Vapers in China have reportedly been stocking up on flavored liquids in anticipation of a ban. A staff member at a RELX store in Shanghai told Sixth Tone that his shop had seen an increased demand for flavored pods since the government announcement, with grape and cola-flavored varieties selling out almost instantly.
On March 11, the State Tobacco Monopoly Administration published the final “Management Rules for E-cigarettes,” which includes a ban on domestic sales of nontobacco-flavored e-cigarettes. The rules are scheduled to take effect May 1.
The move was welcomed by anti-vaping groups such as the Campaign for Tobacco-Free Kids, which said the rule would help prevent children from becoming smokers. “Children who use e-cigarettes are more than twice as likely to use cigarettes in the future, according to the World Health Organization,” said Yolonda Richardson, executive vice president for the Campaign for Tobacco-Free Kids, in a statement. “China’s new policy is the right move to protect Chinese kids from these addictive products.”
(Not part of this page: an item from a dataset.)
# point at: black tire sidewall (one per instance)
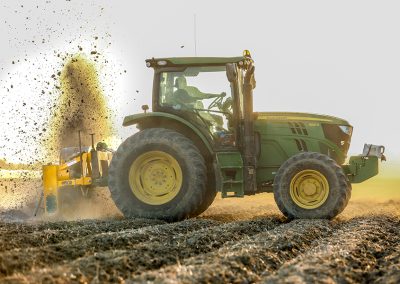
(191, 193)
(155, 147)
(337, 191)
The flavor ban is part of a long list of new requirements for the vaping business. China’s new rules also ban refillable products and synthetic nicotine while limiting the strength of e-liquid to 20 mg/mL.
Manufacturers, wholesalers and Chinese retailers will be required to conduct all business on a “unified national electronic cigarette transaction management platform,” and exports will be restricted to vapor products allowed in the destination countries.
The new rules will force e-cigarette sellers like RELX to sell competitors’ brands in their Chinese stores—something they don’t do currently.
With more than 300 smokers, China remains the world’s largest cigarette market, representing considerable potential for vapor companies. The country’s domestic e-cigarette market has grown at a rate of 70 percent a year since 2013, according to the Global Times, and is valued at about $1.3 billion.
China exports $15.6 billion of vaping products annually, according to the Shanghai Daily.